In a fifth aspect, a computer program product is provided, the computer program product comprising a computer program stored on a non-transitory computer-readable storage medium, the computer program comprising program instructions which, when executed by a computer, cause the computer to perform the steps of the multilingual speech interaction method of the first aspect.
In a sixth aspect, an embodiment of the present invention further provides an electronic device, which includes: at least one processor, and a memory communicatively coupled to the at least one processor, wherein the memory stores instructions executable by the at least one processor to enable the at least one processor to perform the steps of the method of the first aspect.
According to the method provided by the embodiment of the application, the mixed language model for switching the language command words is used at the client side, and the single language models are used at the server side, so that the high cost for training the mixed language model can be reduced, and the stability of voice interaction is improved.
Drawings
In order to more clearly illustrate the technical solutions of the embodiments of the present invention, the drawings needed to be used in the description of the embodiments are briefly introduced below, and it is obvious that the drawings in the following description are some embodiments of the present invention, and it is obvious for those skilled in the art to obtain other drawings based on the drawings without creative efforts.
FIG. 1 is a flowchart of a multilingual voice interaction method for a client according to an embodiment of the present invention;
FIG. 2 is a flowchart of a multilingual voice interaction method for a server according to an embodiment of the present invention;
FIG. 3 is a flow chart of another multilingual speech interaction method according to an embodiment of the present invention;
FIG. 4 is a flowchart of a multilingual voice interaction in accordance with an embodiment of the present invention;
FIG. 5 is a block diagram of a multilingual speech interaction apparatus for a client according to an embodiment of the present invention;
FIG. 6 is a block diagram of a multi-language voice interaction apparatus for a server according to an embodiment of the present invention;
fig. 7 is a schematic structural diagram of an electronic device according to an embodiment of the present invention.
Detailed Description
In order to make the objects, technical solutions and advantages of the embodiments of the present invention clearer, the technical solutions in the embodiments of the present invention will be clearly and completely described below with reference to the drawings in the embodiments of the present invention, and it is obvious that the described embodiments are some, but not all, embodiments of the present invention.

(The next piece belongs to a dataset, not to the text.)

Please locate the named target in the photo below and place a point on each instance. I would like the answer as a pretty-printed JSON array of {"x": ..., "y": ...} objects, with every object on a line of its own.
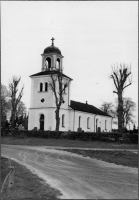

All other embodiments, which can be derived by a person skilled in the art from the embodiments given herein without making any creative effort, shall fall within the protection scope of the present invention.
Referring to FIG. 1, a flow chart of an embodiment of a multilingual voice interaction method of the present invention is shown for a client.
As shown in fig. 1, in step 101, in response to an acquired audio, sending the audio into a mixed language model for recognition, wherein a switching language command word of multiple languages is trained in the mixed language model and stored locally;
in step 102, judging whether a language switching command word exists in the audio based on the recognition result;
in step 103, if there is a language switching command word, determining the switched language based on the language switching command word;
in step 104, setting an online default language model based on the switched languages and synchronizing the online default language model to a server, wherein the server includes a plurality of single language models.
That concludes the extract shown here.